POLİS BİZİM POLİSİMİZ, ÜLKE HEPİMİZE AİT

Keşan’ın demokrasiye olan duyarlılığının çok net olduğunu belirten Kanışkan, “Keşan diğer yerlerden farklı bir hareket tarzı geliştiriyor. Türkiye’nin her yerinde eylemler buradaki gibi olabilirdi. Eğer Gezi Park’ta olağan protestolarını yapan, olağan haklarını kullanan, hiçbir siyasi ideolojik amacı olmayan sadece doğa ile ilgili taleplerde bulunan vatandaşlara müdahalenin niteliği böyle olmasaydı bu noktalara gelemeyecekti. Hala bu anlamda hükümetin şansı var. Vatandaşına hoşgörülü yaklaşmalı. Polis bizim polisimiz ve ülke hepimize ait. Şöyle bir sözü söylemek bazı insanların kafasında ne olduğunu çok net gösteriyor. . Şu anda insanları kimse sokağa salmadı. Yapılmış olan davranışlar nedeniyle halk refleks olarak sokaklarda. Yani hükümetin yanlış politikaları sonucu halk sokağa çıkarak doğal istemlerde bulunuyor. Halkın oylarıyla gelmiş olan biri oy vermeyenin de haklarını savunmak zorunda. Bir çatışma ortamı yaratmak için davranış, refleks geliştirmemeli. Bu sadece bir hınç göstermesi. Toplumu kutuplaştırma isteminin göstergesi. Keşan çok önemli şeyler yapıyor. Halk demokratik haklarını istiyor.” dedi.

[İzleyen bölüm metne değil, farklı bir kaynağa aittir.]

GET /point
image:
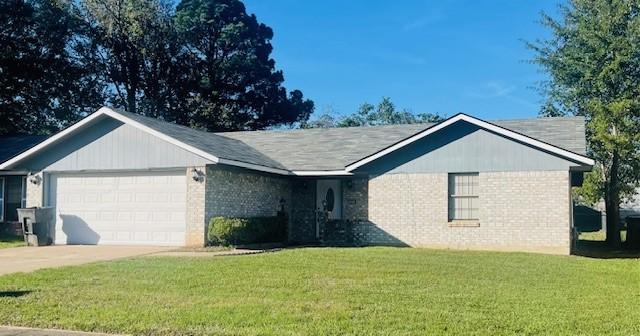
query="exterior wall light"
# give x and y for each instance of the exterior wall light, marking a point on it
(35, 178)
(197, 175)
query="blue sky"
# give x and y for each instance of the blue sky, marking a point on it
(428, 56)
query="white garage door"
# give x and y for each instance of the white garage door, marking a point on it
(119, 208)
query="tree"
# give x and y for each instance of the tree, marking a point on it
(43, 85)
(385, 113)
(133, 47)
(233, 83)
(204, 64)
(593, 59)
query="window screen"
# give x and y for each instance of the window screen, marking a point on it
(463, 196)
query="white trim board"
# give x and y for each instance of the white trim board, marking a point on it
(483, 124)
(115, 115)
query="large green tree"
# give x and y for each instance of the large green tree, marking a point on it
(133, 46)
(593, 59)
(233, 82)
(43, 83)
(384, 113)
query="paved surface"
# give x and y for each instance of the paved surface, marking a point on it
(210, 254)
(6, 331)
(27, 259)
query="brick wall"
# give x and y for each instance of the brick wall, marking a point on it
(233, 192)
(35, 192)
(522, 211)
(196, 224)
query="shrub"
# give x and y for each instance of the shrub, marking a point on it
(253, 230)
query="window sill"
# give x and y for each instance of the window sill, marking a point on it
(464, 223)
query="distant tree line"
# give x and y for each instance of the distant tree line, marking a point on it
(593, 61)
(203, 63)
(384, 113)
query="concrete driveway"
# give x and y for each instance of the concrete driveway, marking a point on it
(27, 259)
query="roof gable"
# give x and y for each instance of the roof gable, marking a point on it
(336, 151)
(580, 159)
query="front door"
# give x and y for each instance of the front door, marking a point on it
(329, 198)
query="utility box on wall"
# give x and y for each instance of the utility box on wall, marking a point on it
(38, 225)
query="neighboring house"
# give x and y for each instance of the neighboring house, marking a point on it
(121, 178)
(12, 182)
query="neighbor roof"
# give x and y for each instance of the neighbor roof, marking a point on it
(11, 146)
(333, 150)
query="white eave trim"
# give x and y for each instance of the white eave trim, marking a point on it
(321, 173)
(254, 166)
(486, 125)
(115, 115)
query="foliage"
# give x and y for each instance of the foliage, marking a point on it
(333, 291)
(385, 113)
(234, 84)
(205, 64)
(593, 59)
(238, 231)
(43, 84)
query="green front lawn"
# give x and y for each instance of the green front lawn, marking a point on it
(334, 291)
(7, 241)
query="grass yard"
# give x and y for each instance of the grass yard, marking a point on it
(334, 291)
(7, 241)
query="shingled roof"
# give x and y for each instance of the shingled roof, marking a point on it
(335, 148)
(332, 149)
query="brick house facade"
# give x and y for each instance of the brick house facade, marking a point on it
(462, 183)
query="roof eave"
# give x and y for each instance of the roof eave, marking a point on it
(580, 159)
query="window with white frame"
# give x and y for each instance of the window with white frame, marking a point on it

KEŞAN EMNİYETİNE TEŞEKKÜR EDİYORUM

Keşan İlçe Emniyet Müdürlüğü’nün hem yürüyenin hem de vatandaşının güvenliğini sağladığını ifade eden Ufuk Kanışkan, “Gerçekten yapması gereken görevi yerine getiriyor. Keşan Emniyeti’ne teşekkür ediyorum. Keşan halkı isteklerini özgürce söylemeli.”

MALA ZARAR VERİLMEMELİ

“Özellikle İzmir’deki eylemlerde bazı eylemciler çevreye zarar vermeye başladığında İzmir halkı tepki gösterdi. Diğer illerde de vatandaş çevreye zarar verenlere tepki gösterseydi bu olaylar yaşanır mıydı?” sorusunu Kanışkan, şöyle cevapladı: “Katılıyorum. Türkiye’de hiç kimse kamuya ait mallara zarar vermemeli. Verilen zararın demokratik hakkını isteyen vatandaşlar tarafından geliştirilmiş hareketler olduğunu kabul etmiyorum. Marjinal gruplar tarafından yapılan şeyler. Buna da dikkat etmek gerekiyor. Demokratik isteklerimizi söylerken haksız duruma düşmemek gerekiyor.”